I've always found it near impossible to get hold of a sharps bin. The only reason I have one at the moment is I've raided the pathology stores where I work and half inched one (or at least my boss did!) I can get rid of it at work too which is beneficial.

Tom


----------



## PhilT (Mar 25, 2010)

I get my sharps bins on prescription and my surgery dispose of them when they are full.


----------



## shiv (Mar 25, 2010)

i'm lucky - my mum is a nurse so she just pinches one from work for me (and takes it away when it's full!)


----------



## recyclequeen (Mar 25, 2010)

i got my sharps bin fron a on line company called www.safetyfirstaid.co.uk

angie


----------



## Jules A (Mar 25, 2010)

PhilT said:


> I get my sharps bins on prescription and my surgery dispose of them when they are full.



Same here. 

Sharps bins are available on prescription so talk to your doctor. 
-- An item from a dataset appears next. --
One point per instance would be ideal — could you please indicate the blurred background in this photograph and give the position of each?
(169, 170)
As far as disposal is concerned different local authorities have different schemes but they are all legally obliged to dispose of them. However they are allowed to make a reasonable charge, but most don't charge from private individuals (they do charge doctors, pharmacies and hospitals, however, which is why some doctors and pharmacies won't take them).


----------



## Caroline (Mar 25, 2010)

The disposal of sharps bins varies from area to area. We had to ask the receptionist at my docotrs surgery because Dr. Twit didn't have a clue...


----------



## NiVZ (Mar 25, 2010)

Hello,

I've had a lot of trouble with sharps displosal in the past.
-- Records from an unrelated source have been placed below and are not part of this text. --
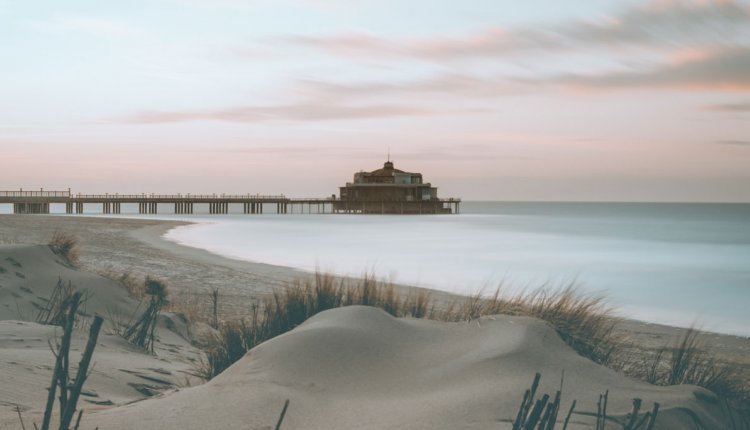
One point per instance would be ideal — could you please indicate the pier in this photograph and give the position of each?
(38, 202)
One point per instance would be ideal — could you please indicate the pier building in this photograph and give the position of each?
(392, 191)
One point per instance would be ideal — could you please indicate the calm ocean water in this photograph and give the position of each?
(678, 264)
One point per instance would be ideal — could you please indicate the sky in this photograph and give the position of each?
(489, 99)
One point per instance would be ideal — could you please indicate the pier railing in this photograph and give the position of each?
(178, 196)
(40, 193)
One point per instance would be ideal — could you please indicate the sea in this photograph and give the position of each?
(680, 264)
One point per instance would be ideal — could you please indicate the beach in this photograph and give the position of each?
(114, 246)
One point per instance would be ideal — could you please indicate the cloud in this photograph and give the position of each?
(734, 142)
(90, 25)
(723, 70)
(737, 107)
(305, 111)
(449, 84)
(657, 25)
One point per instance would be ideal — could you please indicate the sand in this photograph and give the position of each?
(121, 373)
(347, 368)
(358, 367)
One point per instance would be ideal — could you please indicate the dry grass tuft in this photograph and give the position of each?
(141, 332)
(65, 245)
(691, 362)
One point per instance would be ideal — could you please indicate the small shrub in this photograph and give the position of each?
(690, 362)
(55, 312)
(141, 332)
(65, 245)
I've been told on numerous occasions that simply placing my sharps in a sealed container (eg empty Lenor bottle) and putting it in normal trash is acceptable!  I've never been comfortable with this for two reasons:

1. What if a refuse collection agent (is that still PC for binman?) injured themself on one of these sharps

2. I thought all blood samples needed to be incinerated.  I don't like the idea of my blood being put in a landfill - I'd also think this would pose a health risk.

I've complained enough that I managed to get a sharps bin from my GP surgery, but even they weren't forthcoming.  Be interesting to see what happens when it's full.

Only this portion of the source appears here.